The Simple Food Movement
Michael Pollen, the author of In Defense of Food: An Eater’s Manifesto, has a number of rules, or rules of thumb, that he suggests people who want good, healthy food should follow.
One of them suggests suggests "avoiding products with more than five ingredients, or ingredients you can't pronounce."
Those extra ingredients are the ones normally found in processed food, which is pretty much every food that is found in a can, box, or container. The ones that fill up all the aisles in all the supermarkets of the world. Ingredients you can't pronounce may be emulsifiers, or stabilizers, or preservatives. Although sometimes they are vitamins or probiotics or good old fashioned sodium bicarbonate.
Pollen is not one of the crazies who runs around screaming that "chemicals" are in our foods. As sodium bicarbonate proves, everything, even familiar ingredients found in every kitchen, is a chemical and a chemical name doesn't mean something dangerous or scary. Pollen is an enemy of large agribusiness practices and of the fast food lifestyle Americans practice.
He has followers.
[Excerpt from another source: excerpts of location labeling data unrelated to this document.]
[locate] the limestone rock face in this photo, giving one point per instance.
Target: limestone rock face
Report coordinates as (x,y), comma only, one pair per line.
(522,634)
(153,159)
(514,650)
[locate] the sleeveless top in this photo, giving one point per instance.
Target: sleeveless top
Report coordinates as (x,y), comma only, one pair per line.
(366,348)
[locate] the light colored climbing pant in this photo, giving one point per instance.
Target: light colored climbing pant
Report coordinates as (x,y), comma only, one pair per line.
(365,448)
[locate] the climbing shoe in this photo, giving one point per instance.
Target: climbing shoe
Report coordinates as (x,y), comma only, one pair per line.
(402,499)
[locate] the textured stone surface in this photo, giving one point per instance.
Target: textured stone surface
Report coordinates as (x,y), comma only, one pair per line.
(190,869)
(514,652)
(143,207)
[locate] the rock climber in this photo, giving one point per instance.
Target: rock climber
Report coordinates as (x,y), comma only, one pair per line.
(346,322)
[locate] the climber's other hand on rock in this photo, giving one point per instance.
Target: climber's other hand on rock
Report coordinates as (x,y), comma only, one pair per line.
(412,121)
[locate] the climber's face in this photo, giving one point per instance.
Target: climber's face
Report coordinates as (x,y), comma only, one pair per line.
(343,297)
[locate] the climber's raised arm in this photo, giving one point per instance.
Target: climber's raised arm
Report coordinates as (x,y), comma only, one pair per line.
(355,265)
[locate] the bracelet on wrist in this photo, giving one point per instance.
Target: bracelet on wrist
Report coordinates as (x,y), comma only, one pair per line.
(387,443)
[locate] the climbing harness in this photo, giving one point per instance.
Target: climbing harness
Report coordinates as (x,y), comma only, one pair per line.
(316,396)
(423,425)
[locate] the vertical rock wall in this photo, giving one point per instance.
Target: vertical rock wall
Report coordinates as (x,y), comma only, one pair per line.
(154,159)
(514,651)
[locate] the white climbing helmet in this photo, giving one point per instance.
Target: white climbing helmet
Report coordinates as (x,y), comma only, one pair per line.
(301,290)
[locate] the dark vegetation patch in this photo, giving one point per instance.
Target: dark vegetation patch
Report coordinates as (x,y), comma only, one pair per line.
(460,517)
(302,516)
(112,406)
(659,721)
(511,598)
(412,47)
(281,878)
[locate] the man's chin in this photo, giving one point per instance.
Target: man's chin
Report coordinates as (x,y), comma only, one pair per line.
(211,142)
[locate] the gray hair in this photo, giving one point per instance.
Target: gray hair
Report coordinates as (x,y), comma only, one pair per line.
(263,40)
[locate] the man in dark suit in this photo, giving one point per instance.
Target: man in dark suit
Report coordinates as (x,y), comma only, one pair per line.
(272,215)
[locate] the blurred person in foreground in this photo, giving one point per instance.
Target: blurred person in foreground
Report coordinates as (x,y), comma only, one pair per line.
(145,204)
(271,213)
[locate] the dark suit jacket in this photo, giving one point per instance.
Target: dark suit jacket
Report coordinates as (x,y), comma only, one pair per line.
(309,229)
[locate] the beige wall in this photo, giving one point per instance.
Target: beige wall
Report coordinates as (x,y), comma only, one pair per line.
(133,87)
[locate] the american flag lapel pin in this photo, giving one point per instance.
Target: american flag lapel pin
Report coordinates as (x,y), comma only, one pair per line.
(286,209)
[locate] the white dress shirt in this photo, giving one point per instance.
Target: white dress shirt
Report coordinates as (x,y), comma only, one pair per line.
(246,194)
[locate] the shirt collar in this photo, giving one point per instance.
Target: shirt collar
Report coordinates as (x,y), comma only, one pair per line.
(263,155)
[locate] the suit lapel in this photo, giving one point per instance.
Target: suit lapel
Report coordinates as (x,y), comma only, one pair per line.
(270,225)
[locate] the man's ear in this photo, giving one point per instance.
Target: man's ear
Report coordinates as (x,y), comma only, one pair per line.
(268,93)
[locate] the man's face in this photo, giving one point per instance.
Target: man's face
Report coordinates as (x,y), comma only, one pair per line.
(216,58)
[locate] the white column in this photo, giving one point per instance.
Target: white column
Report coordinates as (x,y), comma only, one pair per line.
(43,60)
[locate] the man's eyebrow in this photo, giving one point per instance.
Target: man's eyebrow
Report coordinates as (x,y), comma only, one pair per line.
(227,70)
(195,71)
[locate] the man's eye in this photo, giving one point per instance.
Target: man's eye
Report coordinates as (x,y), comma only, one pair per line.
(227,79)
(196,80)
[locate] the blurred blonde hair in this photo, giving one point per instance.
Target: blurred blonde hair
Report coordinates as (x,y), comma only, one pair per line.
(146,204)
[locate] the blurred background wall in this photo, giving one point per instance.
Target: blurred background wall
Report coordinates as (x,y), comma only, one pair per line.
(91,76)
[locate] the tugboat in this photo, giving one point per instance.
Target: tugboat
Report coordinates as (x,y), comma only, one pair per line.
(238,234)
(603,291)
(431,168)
As Janet Helm reported in the Chicago Tribune, corporations, ever sensitive to trends and fads, are jumping on the "Simple" bandwagon, featuring foods like:
Five, the new line of Haagen-Dazs ice cream that's made with only five ingredients -- including well-known kitchen staples (milk, cream, sugar and eggs). Then, Pillsbury introduced Simply cookies that are based on a similar premise: "Made just like you would make at home, same ingredients, same process."
Many food companies are scrambling to simplify ingredient lists and find naturally sourced alternatives to create what has been dubbed a "clean label." And when they do, they proudly declare "no artificial flavors, colors or preservatives" on the front of the package. That has become one of the most popular claims made by new foods and beverages, according to the market research firm Mintel.
I'm torn on the issue. I don't care about the trendy foods. They won't last. Literally so. Foods without preservatives spoil faster, have to be made in smaller batches, cost more, and can't sit for months on kitchen shelves. That's why companies started putting preservatives into foods in the first place. I absolutely guarantee that they'll be doing so next year after this trend has passed.
The larger trend that includes the "locavore" movement - eating foods grown locally - as well as fresh foods, more fruits and vegetables, and whole grain foods will likely take hold of a segment of the market. There's not much to complain about here. I've been eating locally raised organic meats, for example, and they are far tastier than the normal supermarket varieties, even though they are available at supermarkets as well from farm markets.
How do local farms, small bakeries, and specialty marketeers manage to feed the 300,000,000 people in this country? They don't. They can't. Programs have been started in Detroit and New York to get fresh produce into inner cities, areas in which supermarkets and groceries have smaller and more expensive selections than anything suburbanites will see at their worst stores. These worthy efforts aren't more than a dent in the larger problem. The people most in need have the least opportunity. The Simple movement will be adopted most enthusiastically by the well-to-do. Just what we need. Another large wedge between classes.
Of far more importance to our small community is the simple fact that creating dairy-free and other specialty items for people who avoid some of the commonest "simple" ingredients in our cooking lexicon is almost impossible to do with just a few ingredients. Getting similar taste, texture, and "mouthfeel" requires a set of ingredients to imitate the originals. Those ingredients probably include emulsifiers and thickeners. And because they are made in small batches with the full expectation that they won't fly off the shelves like Oreos or Spam, they need the preservatives to keep them from rotting in the package.
The Simple movement doesn't address our special needs. Adding more free fruit and vegetables to our diets may be sound advice but "well-known kitchen staples" like milk, cream, and eggs aren't found in all our kitchens. Unless we plan to cook and bake every item we eat, we will rely on packaged foods and those packaged foods will not be Simple.
Don't eat just Simple. Eat Smart. Smart is what is right and best for you. Smart always wins.